-
Notifications
You must be signed in to change notification settings - Fork 0
Description
The celery-low-prio worker, which is responsible for the majority of longer-running tasks, sometimes goes offline inexplicably. This happens when the worker misses a heartbeat, prompting the worker to believe that it is unable to connect to the broker (RabbitMQ) and making it show up as "offline" on Flower.
It is unclear what has caused this issue, but it did start appearing after the addition of the PDF OCR, with the task video_2.pdf_to_pages often being the task where things start to break down. Almost every single time, an inspection of tasks on Flower reveals that video_2.pdf_to_pages is in the 'STARTED' state, with several instances of its child, video_2.extract_multi_image_text also in the same state (or 'RECEIVED'). While video_2.pdf_to_pages is supposed to spawn 8 instances of the child task, there are always fewer than 8 of the child task. These tasks never reach 'SUCCESS' and hang forever.

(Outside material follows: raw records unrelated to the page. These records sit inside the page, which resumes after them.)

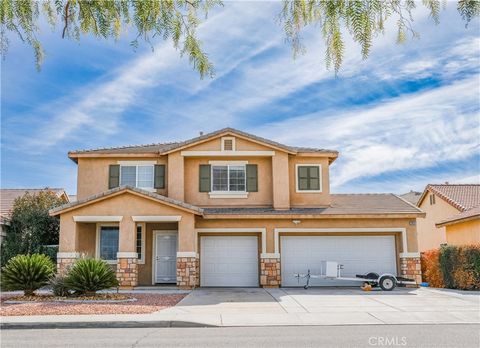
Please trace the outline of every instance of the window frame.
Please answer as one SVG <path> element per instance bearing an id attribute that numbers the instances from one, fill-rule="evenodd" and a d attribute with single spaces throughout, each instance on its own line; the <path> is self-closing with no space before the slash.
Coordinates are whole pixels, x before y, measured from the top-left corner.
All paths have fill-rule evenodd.
<path id="1" fill-rule="evenodd" d="M 231 150 L 225 150 L 225 140 L 231 140 L 232 141 L 232 149 Z M 222 140 L 221 140 L 221 149 L 222 151 L 226 151 L 226 152 L 232 152 L 232 151 L 236 151 L 236 141 L 235 141 L 235 137 L 222 137 Z"/>
<path id="2" fill-rule="evenodd" d="M 137 263 L 138 264 L 145 264 L 145 230 L 147 228 L 146 224 L 145 223 L 137 223 L 135 225 L 135 247 L 138 247 L 138 238 L 137 238 L 137 229 L 138 227 L 141 227 L 142 228 L 142 233 L 141 233 L 141 245 L 140 245 L 140 254 L 142 257 L 138 257 L 138 253 L 137 253 Z"/>
<path id="3" fill-rule="evenodd" d="M 155 165 L 157 164 L 157 162 L 155 161 L 118 161 L 117 164 L 120 165 L 119 177 L 118 177 L 119 186 L 122 186 L 122 167 L 135 167 L 135 187 L 145 191 L 150 191 L 150 192 L 157 191 L 157 189 L 155 188 Z M 152 187 L 138 186 L 138 168 L 139 167 L 152 167 Z"/>
<path id="4" fill-rule="evenodd" d="M 106 263 L 111 264 L 111 265 L 116 265 L 118 258 L 115 260 L 105 260 L 100 258 L 100 233 L 102 230 L 102 227 L 116 227 L 118 228 L 118 245 L 120 247 L 120 224 L 119 223 L 107 223 L 107 222 L 101 222 L 97 223 L 96 225 L 96 236 L 95 236 L 95 258 L 99 260 L 104 260 Z M 117 250 L 118 253 L 118 250 Z"/>
<path id="5" fill-rule="evenodd" d="M 209 161 L 210 164 L 210 198 L 247 198 L 247 164 L 248 161 Z M 227 167 L 227 191 L 214 191 L 213 190 L 213 168 L 214 167 Z M 243 167 L 244 171 L 244 190 L 243 191 L 230 191 L 230 167 Z"/>
<path id="6" fill-rule="evenodd" d="M 300 167 L 318 167 L 318 190 L 301 190 L 299 186 L 298 169 Z M 295 192 L 296 193 L 321 193 L 323 192 L 322 165 L 318 163 L 297 163 L 295 164 Z"/>

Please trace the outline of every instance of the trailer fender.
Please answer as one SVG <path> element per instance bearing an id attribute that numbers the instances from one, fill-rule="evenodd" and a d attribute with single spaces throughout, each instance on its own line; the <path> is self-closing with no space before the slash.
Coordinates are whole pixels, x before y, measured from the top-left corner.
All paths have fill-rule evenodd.
<path id="1" fill-rule="evenodd" d="M 378 285 L 383 291 L 392 291 L 397 286 L 397 277 L 384 273 L 378 278 Z"/>

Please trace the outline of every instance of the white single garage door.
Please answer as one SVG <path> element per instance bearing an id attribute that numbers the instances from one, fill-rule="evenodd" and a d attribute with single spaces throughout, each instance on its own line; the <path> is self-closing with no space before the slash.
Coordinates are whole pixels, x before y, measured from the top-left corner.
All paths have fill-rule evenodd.
<path id="1" fill-rule="evenodd" d="M 303 286 L 295 273 L 320 272 L 322 261 L 337 261 L 344 277 L 367 272 L 397 273 L 394 236 L 282 236 L 282 286 Z M 358 286 L 359 282 L 310 279 L 312 286 Z"/>
<path id="2" fill-rule="evenodd" d="M 201 237 L 200 285 L 258 286 L 257 237 Z"/>

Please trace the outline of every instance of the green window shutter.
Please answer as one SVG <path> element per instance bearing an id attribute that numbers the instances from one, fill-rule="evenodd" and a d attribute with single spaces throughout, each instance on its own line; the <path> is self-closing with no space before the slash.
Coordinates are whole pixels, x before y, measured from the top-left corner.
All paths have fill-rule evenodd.
<path id="1" fill-rule="evenodd" d="M 298 189 L 308 190 L 308 167 L 298 167 Z"/>
<path id="2" fill-rule="evenodd" d="M 210 192 L 211 187 L 211 166 L 209 164 L 200 164 L 199 170 L 199 190 L 200 192 Z"/>
<path id="3" fill-rule="evenodd" d="M 155 176 L 153 187 L 156 189 L 165 188 L 165 165 L 155 164 Z"/>
<path id="4" fill-rule="evenodd" d="M 317 166 L 298 167 L 298 190 L 320 190 L 320 168 Z"/>
<path id="5" fill-rule="evenodd" d="M 308 168 L 308 176 L 309 176 L 309 183 L 308 189 L 309 190 L 319 190 L 320 189 L 320 173 L 318 171 L 318 167 L 309 167 Z"/>
<path id="6" fill-rule="evenodd" d="M 246 166 L 247 192 L 258 192 L 258 170 L 256 164 Z"/>
<path id="7" fill-rule="evenodd" d="M 120 165 L 111 164 L 108 168 L 108 189 L 120 186 Z"/>

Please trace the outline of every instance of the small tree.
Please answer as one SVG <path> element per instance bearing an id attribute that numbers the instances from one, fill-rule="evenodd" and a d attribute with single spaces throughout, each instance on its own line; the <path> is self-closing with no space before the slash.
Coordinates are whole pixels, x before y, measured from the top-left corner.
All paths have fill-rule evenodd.
<path id="1" fill-rule="evenodd" d="M 59 219 L 48 211 L 63 203 L 63 199 L 48 190 L 37 194 L 27 192 L 15 200 L 2 242 L 2 266 L 15 255 L 48 253 L 47 245 L 58 244 Z"/>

This issue is intended as a discussion and diagnosis of the problem. There are two possibilities:
- The issue is caused directly by pdf to image conversion.
- This is simply a side effect of heavy, CPU-dominant use of the low-prio worker for the RAG pipelines.
The issue of Celery workers going offline after a while is well-documented, although a definitive fix has not been created yet. A theory is that high CPU usage can slow down the heartbeat-checking mechanism with RabbitMQ, causing it to overshoot the allowed delay and thus count as a missed heartbeat. A proposed fix involves increasing the wait period to avoid accidentally missing heartbeats. If this theory is correct, then the issue has nothing to do specifically with PDF to image conversion.
It could also be that the issue is actually caused by PDF to image conversion. Originally, this part of the task chain used pdf2image, which uses Poppler, a command line tool. Poppler was initially suspected to be the culprit and pdf2image was therefore replaced with pymupdf, but this only reduced the number of crashes, rather than eliminating them completely. Given that this issue popped up right around the time PDF processing was added, it's not unlikely. A problem that appeared elsewhere, in image fingerprinting, was that certain PDF pages came up against the upper limit of the PIL.Image pixel count. If this sort of thing is the issue, then the solution would be to either find an alternative to PIL-based utilities, or to fundamentally raise the relevant limits.
Feel free to discuss suspected causes and potential fixes.